Bild: Mingus bei einem Konzert in Kopenhagen, 1970
Ein wildes Intro vom Kontrabass, dann eine krumme Fanfare der
Bläsersektion, zweimal wiederholt und von Klavier und Drums gestützt, bis
sich das zickige Bebop-Motiv eingeprägt hat. Jetzt startet die Trompete
einen Soloausflug, erst mit geschmeidigem Swing, danach immer freier und
ungebärdiger. Sittsamer Beifall im Auditorium. Der Pianist ist dran, spielt
sich zum Warmwerden durch einige Zitate alter Meister, um anschließend wie
ein Berserker Blockakkorde aufeinander zu türmen.
Kurz bevor alles einstürzt, lässt er dem [1][Tenorsaxofon] den Vortritt,
das den Erzählfluss in waghalsigen Kurvenfahrten zurück in den
Blues-Parcours zwingt. Jedes Solo wird nach einigen Schrecksekunden höflich
beklatscht. Doch selbst die Ensemble-Passagen arbeiten mit Texturen, die
alles, was man zuvor unter Jazz verstand, aufs Äußerste strapazieren. Da
kommt die Rückkehr zum merkwürdigen Fanfaren-Thema fast einer Erlösung
gleich und mündet nach 26 Minuten in einen lebhaften Schlussapplaus.
Es ist der 16. April 1964, und der berühmt-berüchtigte US-Bandleader,
Bassist und Jazz-Erneuerer Charles Mingus gastiert mit einem prominent
besetzten Sextett gerade zum ersten Mal in Westdeutschland: Sie spielen vor
220 Zuschauer:innen im Sendesaal Studio F von Radio Bremen. „Hope So
Eric“ heißt das Auftaktstück dieses Konzerts, das im weiteren Verlauf noch
zweieinhalb Stunden dauern sollte und in vieler Hinsicht überwältigend
gewesen sein muss. Selbst als Anything-Goes-Verfechter:in wird man gehörig
durchgeschüttelt, wenn man sich die nun veröffentlichten Aufnahmen zu
Gemüte führt.
## Aktenkundige Verstörungen
Nicht wenige Auftritte von Mingus’ damaliger Band mit [2][Eric Dolphy],
Johnny Coles, Clifford Jordan, Jaki Byard und Dannie Richmond sind auf
regulären Alben und Bootlegs dokumentiert, und speziell von jener
Europatournee 1964 wurden auch etliche Verstörungen außermusikalischer Art
aktenkundig. Was man auf den Bremer Mitschnitten nicht hört, sind die
verbalen Ausraster des Leaders – mal an die Adresse seiner Musikerkollegen,
die das schon kannten, mal in Richtung Publikum, das sich (stellvertretend
für die „alten Kameraden“, die hier eher nicht zugegen waren) als „Nazis…

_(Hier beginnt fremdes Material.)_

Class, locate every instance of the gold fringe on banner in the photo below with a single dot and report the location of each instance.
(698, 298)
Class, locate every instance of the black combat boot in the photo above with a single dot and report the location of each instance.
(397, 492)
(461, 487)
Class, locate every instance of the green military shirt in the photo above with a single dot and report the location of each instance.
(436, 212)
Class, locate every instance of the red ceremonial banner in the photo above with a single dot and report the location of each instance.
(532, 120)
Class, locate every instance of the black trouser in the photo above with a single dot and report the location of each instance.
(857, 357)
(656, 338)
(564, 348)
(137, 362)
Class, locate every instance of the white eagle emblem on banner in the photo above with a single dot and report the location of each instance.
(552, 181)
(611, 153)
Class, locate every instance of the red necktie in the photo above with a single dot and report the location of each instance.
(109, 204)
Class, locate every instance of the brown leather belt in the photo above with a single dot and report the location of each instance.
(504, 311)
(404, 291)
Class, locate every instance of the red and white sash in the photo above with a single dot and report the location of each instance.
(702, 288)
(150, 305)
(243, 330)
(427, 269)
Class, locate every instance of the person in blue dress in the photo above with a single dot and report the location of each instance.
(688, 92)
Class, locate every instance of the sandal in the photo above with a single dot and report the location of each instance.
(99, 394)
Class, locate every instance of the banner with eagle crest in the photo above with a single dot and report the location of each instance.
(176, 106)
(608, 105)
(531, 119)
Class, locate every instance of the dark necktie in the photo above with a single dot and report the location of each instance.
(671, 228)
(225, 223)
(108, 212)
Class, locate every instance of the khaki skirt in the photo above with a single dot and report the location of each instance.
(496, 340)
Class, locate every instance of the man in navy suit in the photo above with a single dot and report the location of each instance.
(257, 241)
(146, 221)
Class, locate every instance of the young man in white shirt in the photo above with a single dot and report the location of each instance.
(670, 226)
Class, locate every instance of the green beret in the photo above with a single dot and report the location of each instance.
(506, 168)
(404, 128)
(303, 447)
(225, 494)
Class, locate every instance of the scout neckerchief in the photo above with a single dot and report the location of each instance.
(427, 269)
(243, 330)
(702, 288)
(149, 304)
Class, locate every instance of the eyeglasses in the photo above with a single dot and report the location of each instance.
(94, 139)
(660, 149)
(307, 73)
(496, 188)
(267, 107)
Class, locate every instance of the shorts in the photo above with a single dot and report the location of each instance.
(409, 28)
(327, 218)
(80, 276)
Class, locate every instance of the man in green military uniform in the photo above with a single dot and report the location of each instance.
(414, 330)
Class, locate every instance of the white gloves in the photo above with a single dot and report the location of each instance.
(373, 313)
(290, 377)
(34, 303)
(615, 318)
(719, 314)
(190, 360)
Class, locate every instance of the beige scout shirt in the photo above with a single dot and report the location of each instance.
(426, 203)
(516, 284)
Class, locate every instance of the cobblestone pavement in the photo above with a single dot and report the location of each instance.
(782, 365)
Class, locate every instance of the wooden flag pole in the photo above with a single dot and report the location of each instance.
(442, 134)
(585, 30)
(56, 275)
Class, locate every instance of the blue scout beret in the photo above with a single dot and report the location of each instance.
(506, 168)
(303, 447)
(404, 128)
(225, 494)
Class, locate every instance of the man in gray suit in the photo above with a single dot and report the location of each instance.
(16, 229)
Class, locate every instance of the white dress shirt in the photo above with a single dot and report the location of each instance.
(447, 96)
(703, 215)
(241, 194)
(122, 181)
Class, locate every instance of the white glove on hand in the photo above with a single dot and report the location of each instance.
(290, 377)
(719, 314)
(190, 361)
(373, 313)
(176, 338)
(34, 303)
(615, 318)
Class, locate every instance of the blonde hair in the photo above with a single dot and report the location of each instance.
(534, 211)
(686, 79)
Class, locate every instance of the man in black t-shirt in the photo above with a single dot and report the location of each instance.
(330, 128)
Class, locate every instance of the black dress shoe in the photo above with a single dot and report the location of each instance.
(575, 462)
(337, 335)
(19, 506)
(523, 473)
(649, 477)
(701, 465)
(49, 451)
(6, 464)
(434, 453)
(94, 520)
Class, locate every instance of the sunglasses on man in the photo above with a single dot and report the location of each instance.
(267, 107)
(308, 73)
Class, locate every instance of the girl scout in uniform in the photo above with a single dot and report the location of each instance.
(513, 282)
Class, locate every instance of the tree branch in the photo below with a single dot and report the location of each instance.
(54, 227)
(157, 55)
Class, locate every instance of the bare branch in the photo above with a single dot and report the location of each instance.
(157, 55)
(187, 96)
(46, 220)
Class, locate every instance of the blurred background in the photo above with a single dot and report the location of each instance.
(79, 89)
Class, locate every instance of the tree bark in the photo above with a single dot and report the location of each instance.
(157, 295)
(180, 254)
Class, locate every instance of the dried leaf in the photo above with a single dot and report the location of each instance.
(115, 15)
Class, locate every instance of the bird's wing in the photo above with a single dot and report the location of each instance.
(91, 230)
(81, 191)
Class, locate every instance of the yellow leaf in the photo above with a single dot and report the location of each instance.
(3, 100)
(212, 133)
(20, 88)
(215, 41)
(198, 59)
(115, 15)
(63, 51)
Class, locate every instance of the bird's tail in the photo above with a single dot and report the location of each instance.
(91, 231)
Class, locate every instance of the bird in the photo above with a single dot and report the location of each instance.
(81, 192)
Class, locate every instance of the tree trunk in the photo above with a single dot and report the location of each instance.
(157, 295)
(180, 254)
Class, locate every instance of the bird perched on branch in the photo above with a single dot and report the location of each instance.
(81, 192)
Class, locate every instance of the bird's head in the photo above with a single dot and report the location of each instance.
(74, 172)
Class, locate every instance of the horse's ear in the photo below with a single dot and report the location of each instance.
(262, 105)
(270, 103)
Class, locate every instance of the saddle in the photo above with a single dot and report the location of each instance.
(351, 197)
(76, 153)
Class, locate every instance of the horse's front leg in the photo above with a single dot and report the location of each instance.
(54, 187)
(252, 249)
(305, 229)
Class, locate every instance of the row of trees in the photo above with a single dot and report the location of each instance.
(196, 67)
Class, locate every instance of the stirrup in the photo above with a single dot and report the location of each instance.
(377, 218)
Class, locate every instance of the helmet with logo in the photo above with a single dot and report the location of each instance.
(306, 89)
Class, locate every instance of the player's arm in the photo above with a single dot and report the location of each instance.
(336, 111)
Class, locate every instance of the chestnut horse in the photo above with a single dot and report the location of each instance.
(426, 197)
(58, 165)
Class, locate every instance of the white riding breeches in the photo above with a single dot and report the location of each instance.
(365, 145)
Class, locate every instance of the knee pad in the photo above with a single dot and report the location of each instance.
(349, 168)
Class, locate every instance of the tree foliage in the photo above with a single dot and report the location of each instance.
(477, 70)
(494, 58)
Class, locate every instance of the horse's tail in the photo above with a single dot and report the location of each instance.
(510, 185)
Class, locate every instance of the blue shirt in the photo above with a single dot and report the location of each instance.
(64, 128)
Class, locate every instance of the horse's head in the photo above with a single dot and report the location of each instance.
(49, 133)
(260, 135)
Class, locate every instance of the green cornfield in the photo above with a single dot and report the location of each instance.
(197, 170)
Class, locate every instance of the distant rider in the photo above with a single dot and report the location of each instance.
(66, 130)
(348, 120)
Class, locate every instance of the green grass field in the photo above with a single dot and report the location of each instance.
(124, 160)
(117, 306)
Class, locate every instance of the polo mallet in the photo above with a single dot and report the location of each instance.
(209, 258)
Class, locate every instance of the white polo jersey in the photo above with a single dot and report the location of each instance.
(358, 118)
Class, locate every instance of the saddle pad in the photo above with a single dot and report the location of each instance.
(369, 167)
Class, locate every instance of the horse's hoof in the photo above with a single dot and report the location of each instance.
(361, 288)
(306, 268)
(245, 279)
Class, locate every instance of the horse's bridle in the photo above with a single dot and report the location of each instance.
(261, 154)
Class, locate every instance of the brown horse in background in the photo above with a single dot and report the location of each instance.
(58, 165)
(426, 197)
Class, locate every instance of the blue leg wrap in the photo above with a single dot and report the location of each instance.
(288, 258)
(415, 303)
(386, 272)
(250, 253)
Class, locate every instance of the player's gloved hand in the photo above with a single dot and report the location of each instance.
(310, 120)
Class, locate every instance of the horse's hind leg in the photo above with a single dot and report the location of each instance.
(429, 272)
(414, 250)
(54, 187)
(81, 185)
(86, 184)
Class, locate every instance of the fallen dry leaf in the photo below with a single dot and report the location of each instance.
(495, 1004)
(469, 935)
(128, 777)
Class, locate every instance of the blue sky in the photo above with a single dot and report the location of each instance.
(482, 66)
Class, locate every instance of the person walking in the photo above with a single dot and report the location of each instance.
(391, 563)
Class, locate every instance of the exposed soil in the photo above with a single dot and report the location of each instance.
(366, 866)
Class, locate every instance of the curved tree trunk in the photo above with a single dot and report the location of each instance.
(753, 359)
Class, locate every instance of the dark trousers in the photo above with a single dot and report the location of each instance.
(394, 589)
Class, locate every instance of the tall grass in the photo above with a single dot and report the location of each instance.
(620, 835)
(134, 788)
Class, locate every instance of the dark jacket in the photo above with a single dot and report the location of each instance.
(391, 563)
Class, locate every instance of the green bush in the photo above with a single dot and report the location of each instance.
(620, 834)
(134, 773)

beschimpfen lassen musste.
So also gestaltete sich die leibhaftige Begegnung mit dieser musikalisch
wie charakterlich komplexen Reizfigur Charles Mingus, auf die man im
Westdeutschland der 1960er Jahre nur ungenügend vorbereitet war und die
sogar die wenigen Insider auf eine harte Probe stellte: Der damalige
Radio-Bremen-Redakteur Siegfried Schmidt-Joos – er hatte als großer Fan das
Konzert eingefädelt und dem Bandleader vorab das Blaue vom Himmel
versprochen – riet Mingus anderntags im Weser-Kurier, sich den europäischen
Gepflogenheiten besser anzupassen, wenn er wiederkommen wolle.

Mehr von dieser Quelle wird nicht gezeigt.